As manifestações gigantes do dia 15 de março não há dúvida que serviu de termômetro para o governo Temer avaliar o cenário para manter ou tomar outras medidas quanto ao projeto de reforma previdenciária. A primeira vista, muitos até acreditaram que a fragmentação do projeto transferindo para os estados e municípios a responsabilidade com a reforma da previdência para os servidores públicos, seria algo positivo.  De repente caiu a ficha.
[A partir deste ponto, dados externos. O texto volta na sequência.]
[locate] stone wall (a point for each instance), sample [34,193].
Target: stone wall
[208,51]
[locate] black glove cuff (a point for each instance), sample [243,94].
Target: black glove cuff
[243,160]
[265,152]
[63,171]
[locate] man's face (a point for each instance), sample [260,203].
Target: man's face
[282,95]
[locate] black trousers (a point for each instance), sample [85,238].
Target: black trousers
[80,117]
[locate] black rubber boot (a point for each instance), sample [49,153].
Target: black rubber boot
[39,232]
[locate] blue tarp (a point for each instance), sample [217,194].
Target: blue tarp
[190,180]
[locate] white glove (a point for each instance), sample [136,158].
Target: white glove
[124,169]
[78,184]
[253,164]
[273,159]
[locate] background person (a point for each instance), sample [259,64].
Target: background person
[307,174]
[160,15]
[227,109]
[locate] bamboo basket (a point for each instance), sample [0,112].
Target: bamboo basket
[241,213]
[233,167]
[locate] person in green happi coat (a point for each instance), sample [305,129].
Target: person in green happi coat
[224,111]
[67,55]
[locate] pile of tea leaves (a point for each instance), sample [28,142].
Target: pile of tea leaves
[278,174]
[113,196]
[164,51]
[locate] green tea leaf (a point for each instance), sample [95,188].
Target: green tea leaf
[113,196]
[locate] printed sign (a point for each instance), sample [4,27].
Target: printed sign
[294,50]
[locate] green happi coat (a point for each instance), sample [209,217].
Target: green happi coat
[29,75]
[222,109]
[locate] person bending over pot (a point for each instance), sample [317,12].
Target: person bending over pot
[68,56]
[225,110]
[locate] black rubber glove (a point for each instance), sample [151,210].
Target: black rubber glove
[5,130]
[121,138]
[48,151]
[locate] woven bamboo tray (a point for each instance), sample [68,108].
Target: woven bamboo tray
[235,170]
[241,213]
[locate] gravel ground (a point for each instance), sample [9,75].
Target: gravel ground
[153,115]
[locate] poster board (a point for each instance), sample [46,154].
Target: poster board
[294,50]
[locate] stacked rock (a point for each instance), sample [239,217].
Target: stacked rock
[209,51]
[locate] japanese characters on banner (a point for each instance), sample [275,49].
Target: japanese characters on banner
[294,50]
A fragmentação proposta pode ser até muito pior que a proposta original.
Como um político experiente e astuto, a intenção do governo foi dividir os trabalhadores e inviabilizar a greve geral dos professores e outras categorias que estão previstas. No momento que joga para os estados e municípios a autonomia para promover suas reformas, as regras das aposentadorias deverão ter de se adequar aos dispositivos federais. Outro aspecto que favorecerá o governo. Lembram da PLP-343, que trata da proposta de RECUPERAÇÃO FISCA dos estados? Então, aí está a jogada. Os estados possuem dívidas com o governo federal, portanto, o acordo firmado com as unidades federativas para a renegociação das dívidas era de que fizessem os ajustes fiscais: congelamento dos salários, proibição de novos contratos e o aumento da contribuição previdenciária.
O curioso nisso tudo é que três dias depois da divulgação da notícia de que o governo federal excluiria do projeto os servidores públicos estaduais e municípios, no dia 24 de março, o governo Colombo, de SC, apresentava na casa da agronômica, o esboço do projeto SCPREV que trata sobre a aposentadoria dos servidores estaduais. Na realidade essa proposta de reforma do governo do estado já tinha sido apresentada em 2015. O texto traz itens que seguem a mesma fórmula do governo federal, isto é, estabelecer um teto máximo de 4.600 reais e criar um fundo complementar de 8% para o estado e servidores que quiserem obter um provento acima do teto. Os recursos do fundo seriam geridos por uma fundação privada. Foi possível entender agora a manobra do governo federal?  Uma luta que até então se projetava ser unificada, poderá se fragmentar, dando suporte ao governo federal na aprovação das reformas.